McLarty attended high school in Tennessee and college at Harding in 1975 where he studied Bible. Later he attended the Harding School of Theology in Memphis. Upon graduating, he started his work in ministry where he preached at the College Church of Christ in Searcy beginning in 1991. He adds that he knew “from the 5th grade” that he wanted to go into ministry. McLarty preached at the College Church of Christ for 14 years then started his work at Harding where he served as the Vice President of Spiritual Life and Dean of the College of Bible. McLarty describes the position as dean as a “great opportunity to learn about the academic world of Harding.” He would later become President of Harding after the retirement of longtime President Dr. Burks. Dr. McLarty says he has enjoyed sharing his freshmen year with the freshmen class at Harding.

As a college administrator looking in on freshmen in college, McLarty says, “they are learning at a high pace and becoming more independent.” He later adds that he sees the most change in students from the beginning of their college freshmen year to the end of their freshmen year. McLarty advises high school seniors going into college to spend your first year finding yourself, exploring what you are interested in, and “number one, to relax.” In looking back on his freshmen year at Harding, he notes that is intriguing to see “how the world comes together.” Speaking on behalf of Harding, there are students from 45 foreign countries of which 170 are Chinese students, and there are 8 international study programs. All in all, college is a place to see the world outside of high school.

Dr. McLarty says that most students learn their best college experiences through crashing. Whether or not you try to balance your social life, your academics, and your sleep, he says you will mostly learn how to manage that by failing and learning from your mistakes. With that in mind, however, he does advise to get as much sleep as possible due to the amount of work required of you in college. McLarty referred to a theory from the head of the history department at Harding in discussing how to manage your college life. “There are two kinds of people,” says McLarty, “those who did well, and those who didn’t do well, and to those who didn’t do well, we must see why.” In summary, there is a reason for most things that happens in college and if you can find those reasons, you’ll have a much better chance at managing your life at college. 

One fundamental skill Dr.

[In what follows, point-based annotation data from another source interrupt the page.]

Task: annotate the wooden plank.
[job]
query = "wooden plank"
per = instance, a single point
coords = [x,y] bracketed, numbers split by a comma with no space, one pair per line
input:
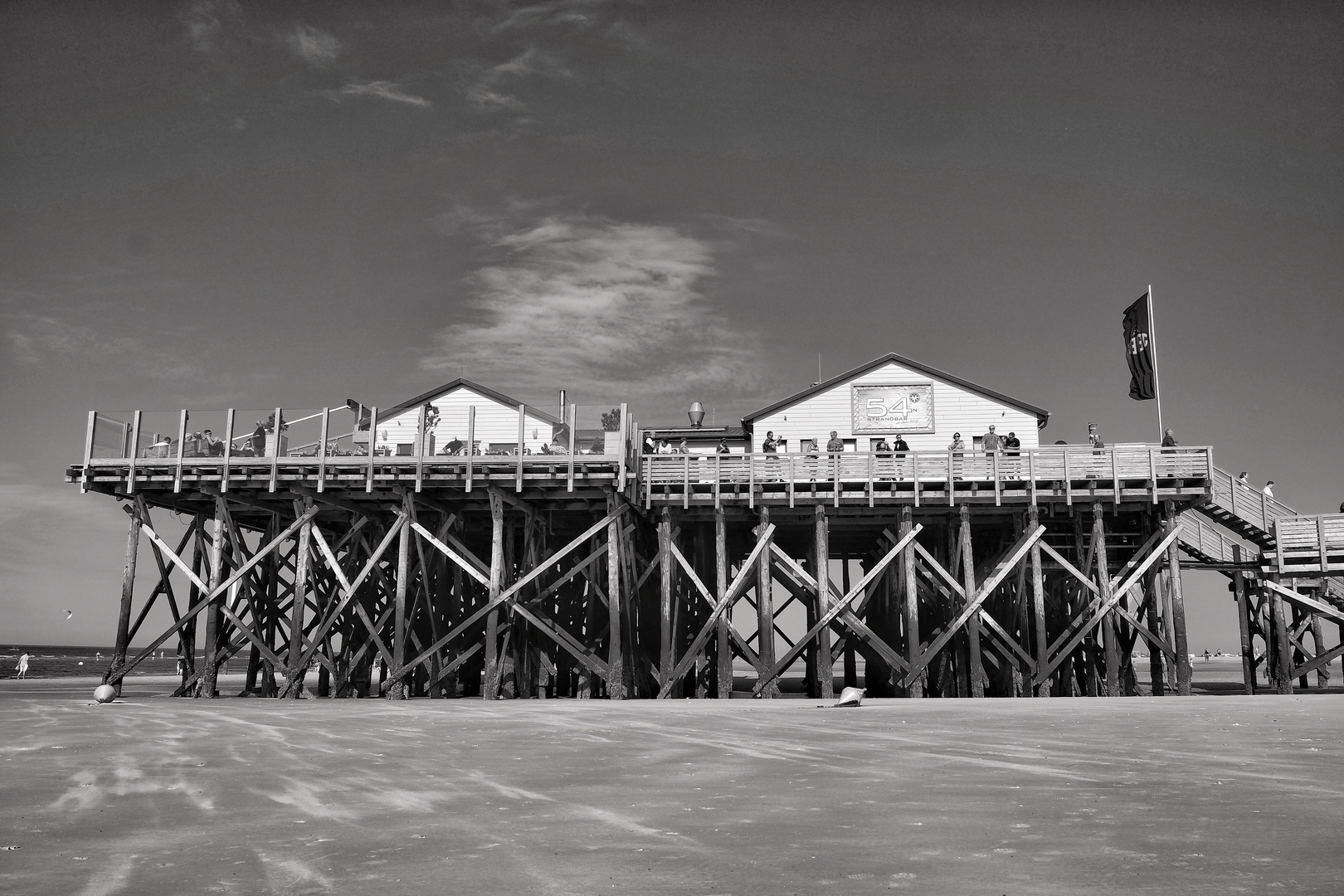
[321,450]
[373,445]
[275,453]
[182,445]
[134,449]
[1011,559]
[841,605]
[745,574]
[509,594]
[452,555]
[229,450]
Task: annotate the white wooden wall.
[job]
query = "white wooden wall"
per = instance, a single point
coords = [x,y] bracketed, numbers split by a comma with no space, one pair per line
[956,410]
[494,423]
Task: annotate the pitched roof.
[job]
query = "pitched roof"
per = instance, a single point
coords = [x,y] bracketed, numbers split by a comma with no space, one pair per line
[1042,414]
[476,387]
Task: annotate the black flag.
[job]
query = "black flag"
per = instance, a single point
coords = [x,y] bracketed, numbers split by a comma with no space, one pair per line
[1138,351]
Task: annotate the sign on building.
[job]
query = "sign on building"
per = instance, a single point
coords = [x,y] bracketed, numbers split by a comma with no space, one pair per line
[893,409]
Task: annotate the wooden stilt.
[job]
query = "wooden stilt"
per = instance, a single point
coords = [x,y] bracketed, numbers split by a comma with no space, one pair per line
[1109,631]
[910,605]
[976,672]
[492,618]
[723,650]
[667,567]
[303,562]
[765,614]
[825,670]
[1244,620]
[616,663]
[210,674]
[1038,606]
[128,589]
[397,687]
[1183,672]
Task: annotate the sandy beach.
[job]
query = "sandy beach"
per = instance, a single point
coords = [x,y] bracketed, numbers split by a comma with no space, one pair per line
[158,796]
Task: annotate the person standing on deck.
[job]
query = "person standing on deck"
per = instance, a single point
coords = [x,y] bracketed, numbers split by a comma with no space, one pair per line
[991,441]
[957,448]
[1012,448]
[884,453]
[899,446]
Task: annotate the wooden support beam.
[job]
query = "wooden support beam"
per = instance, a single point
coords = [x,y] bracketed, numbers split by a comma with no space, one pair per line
[616,683]
[823,665]
[765,617]
[839,606]
[1011,559]
[1174,582]
[1244,621]
[734,590]
[128,589]
[723,653]
[1110,631]
[1038,605]
[977,679]
[210,674]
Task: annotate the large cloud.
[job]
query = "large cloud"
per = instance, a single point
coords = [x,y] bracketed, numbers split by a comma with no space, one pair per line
[602,308]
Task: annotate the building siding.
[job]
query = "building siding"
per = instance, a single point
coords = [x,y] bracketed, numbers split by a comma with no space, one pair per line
[494,423]
[956,410]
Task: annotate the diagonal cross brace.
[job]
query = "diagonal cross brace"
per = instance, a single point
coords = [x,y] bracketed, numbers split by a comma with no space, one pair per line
[1012,558]
[847,617]
[509,594]
[739,583]
[836,609]
[1099,610]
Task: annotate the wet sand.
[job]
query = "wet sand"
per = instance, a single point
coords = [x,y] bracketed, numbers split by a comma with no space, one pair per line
[158,796]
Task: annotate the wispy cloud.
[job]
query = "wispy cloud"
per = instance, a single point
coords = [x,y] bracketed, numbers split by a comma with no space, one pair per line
[34,336]
[314,45]
[600,306]
[381,90]
[205,21]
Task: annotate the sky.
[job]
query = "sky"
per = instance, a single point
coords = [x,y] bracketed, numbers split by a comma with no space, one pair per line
[240,204]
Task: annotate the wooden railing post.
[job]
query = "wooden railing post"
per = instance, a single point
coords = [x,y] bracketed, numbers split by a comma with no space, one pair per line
[84,479]
[134,449]
[229,450]
[321,450]
[373,446]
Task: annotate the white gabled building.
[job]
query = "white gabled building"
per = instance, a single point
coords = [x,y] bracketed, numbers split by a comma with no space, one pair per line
[890,395]
[496,427]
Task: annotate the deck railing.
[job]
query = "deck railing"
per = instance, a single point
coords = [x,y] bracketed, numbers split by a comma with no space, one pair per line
[1244,501]
[329,446]
[1069,472]
[1309,543]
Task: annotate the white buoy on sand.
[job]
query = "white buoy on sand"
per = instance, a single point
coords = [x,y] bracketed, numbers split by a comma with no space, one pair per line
[851,696]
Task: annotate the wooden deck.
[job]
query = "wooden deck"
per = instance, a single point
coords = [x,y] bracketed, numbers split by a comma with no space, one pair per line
[1062,475]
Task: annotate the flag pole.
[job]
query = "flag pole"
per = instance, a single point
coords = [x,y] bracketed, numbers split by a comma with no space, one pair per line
[1157,386]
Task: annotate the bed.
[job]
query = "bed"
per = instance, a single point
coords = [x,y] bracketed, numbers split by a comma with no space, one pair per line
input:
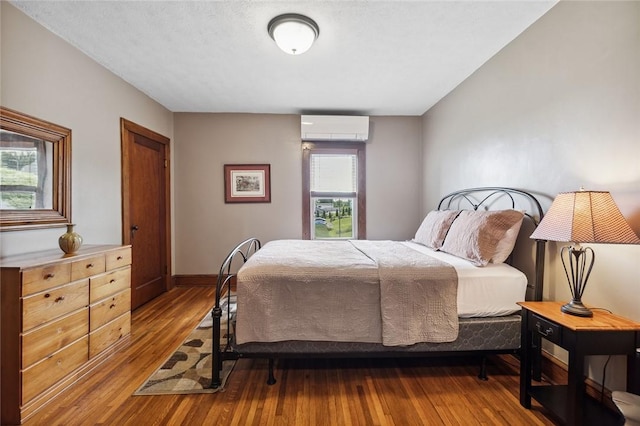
[451,290]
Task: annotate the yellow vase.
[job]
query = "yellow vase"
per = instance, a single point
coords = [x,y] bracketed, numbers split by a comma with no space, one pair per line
[70,241]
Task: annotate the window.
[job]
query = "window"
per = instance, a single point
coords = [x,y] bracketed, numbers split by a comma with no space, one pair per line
[334,196]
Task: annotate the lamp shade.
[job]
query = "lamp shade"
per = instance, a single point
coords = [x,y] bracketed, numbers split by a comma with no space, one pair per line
[293,33]
[585,217]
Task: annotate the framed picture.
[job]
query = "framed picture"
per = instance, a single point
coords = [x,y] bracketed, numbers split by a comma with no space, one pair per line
[247,183]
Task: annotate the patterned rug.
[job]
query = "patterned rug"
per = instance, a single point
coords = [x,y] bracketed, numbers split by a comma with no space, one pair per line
[188,369]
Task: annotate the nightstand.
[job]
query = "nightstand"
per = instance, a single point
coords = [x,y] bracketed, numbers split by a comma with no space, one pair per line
[602,334]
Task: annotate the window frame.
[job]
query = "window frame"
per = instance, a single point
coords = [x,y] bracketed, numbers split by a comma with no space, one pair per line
[309,148]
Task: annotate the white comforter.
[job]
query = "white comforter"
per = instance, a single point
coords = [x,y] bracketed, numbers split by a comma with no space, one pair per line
[356,291]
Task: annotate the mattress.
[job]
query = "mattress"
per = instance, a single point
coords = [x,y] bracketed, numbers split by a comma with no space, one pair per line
[487,291]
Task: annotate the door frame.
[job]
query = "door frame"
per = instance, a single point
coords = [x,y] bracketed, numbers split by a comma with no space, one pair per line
[127,130]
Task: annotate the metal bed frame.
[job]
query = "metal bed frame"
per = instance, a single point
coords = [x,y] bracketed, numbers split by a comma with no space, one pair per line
[473,198]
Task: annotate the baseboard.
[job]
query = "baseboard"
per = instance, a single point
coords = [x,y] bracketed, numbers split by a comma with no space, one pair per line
[195,280]
[202,280]
[557,372]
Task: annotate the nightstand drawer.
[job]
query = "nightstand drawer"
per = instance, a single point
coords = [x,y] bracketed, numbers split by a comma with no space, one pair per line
[546,329]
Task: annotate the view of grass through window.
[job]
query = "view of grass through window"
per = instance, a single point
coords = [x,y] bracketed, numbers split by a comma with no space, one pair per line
[333,217]
[18,178]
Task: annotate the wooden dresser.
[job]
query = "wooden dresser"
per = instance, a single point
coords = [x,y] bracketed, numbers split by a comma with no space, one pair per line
[61,317]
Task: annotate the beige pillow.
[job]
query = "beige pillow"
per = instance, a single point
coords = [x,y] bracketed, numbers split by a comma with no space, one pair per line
[475,235]
[506,244]
[434,228]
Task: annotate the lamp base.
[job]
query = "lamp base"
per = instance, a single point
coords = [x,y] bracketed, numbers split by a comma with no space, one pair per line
[575,307]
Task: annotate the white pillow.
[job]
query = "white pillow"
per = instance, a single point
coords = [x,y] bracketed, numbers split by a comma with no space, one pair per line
[434,228]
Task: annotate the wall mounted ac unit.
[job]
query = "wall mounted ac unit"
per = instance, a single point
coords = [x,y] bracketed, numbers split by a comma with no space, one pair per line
[334,128]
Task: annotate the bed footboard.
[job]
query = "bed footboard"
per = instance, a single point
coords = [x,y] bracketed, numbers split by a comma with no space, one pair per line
[228,270]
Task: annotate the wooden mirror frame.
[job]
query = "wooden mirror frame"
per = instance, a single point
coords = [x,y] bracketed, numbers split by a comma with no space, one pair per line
[60,213]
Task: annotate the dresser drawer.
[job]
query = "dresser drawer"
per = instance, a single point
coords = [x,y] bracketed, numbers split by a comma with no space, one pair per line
[88,266]
[109,333]
[118,258]
[43,278]
[546,329]
[40,308]
[44,341]
[109,283]
[44,374]
[108,309]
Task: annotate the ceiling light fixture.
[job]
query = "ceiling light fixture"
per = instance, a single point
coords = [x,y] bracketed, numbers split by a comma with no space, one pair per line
[293,33]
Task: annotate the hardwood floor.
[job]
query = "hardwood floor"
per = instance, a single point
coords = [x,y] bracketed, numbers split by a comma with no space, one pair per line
[308,392]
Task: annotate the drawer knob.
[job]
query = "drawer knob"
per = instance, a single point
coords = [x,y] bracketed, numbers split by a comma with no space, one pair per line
[547,332]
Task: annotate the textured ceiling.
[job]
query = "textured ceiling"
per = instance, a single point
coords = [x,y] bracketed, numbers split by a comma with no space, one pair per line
[372,58]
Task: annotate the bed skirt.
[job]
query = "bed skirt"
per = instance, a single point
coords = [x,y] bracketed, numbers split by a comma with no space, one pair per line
[494,334]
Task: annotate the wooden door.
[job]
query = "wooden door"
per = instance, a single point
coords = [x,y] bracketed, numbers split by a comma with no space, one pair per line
[145,204]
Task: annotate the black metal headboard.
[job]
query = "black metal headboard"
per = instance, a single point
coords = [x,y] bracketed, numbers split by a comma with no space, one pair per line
[493,198]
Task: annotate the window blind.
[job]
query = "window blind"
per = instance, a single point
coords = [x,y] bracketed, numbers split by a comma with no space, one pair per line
[334,173]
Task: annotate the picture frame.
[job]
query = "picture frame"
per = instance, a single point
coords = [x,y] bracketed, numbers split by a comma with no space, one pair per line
[247,183]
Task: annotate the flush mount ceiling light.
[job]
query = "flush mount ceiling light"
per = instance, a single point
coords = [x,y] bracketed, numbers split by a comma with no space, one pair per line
[293,33]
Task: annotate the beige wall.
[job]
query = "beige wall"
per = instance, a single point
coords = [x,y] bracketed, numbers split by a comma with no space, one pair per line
[207,228]
[556,109]
[45,77]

McLarty says to acquire in life is “the ability to express yourself verbally and through writing.” He says this skill is important in all areas of life and can determine the impression you leave on people.

When I asked Dr. McLarty the most frequently debated topic among those entering college, dorm life or staying at home, he says his opinion is a bit biased to an on campus dorm life because of the great opportunities Harding offers to students on campus. “At Harding, we offer wonderful weekend life to those on campus,” states McLarty, “and of the 150 students who qualified to live off campus at Harding, the majority of them chose to stay on campus because of the benefits of it.”

With one final word of advice, Dr. McLarty says “speaking as the president of a faith based college, to develop a spiritual core of your life.” McLarty mentions that in a recent meeting with 5 executive Vice President’s of Walmart, that the executives always hire Harding students in their executive offices being they are trained in character and have developed a “why” for their life. McLarty humbly adds that in a society where college is seen as a time of “drunkenness and recklessness,” the world is crying out for students trained in character and who have developed a spiritual core for their life.

In a short conclusion, it was an honor to interview President McLarty. In my opinion, his character and integrity should urge all students to heed his advice with utmost respect and priority.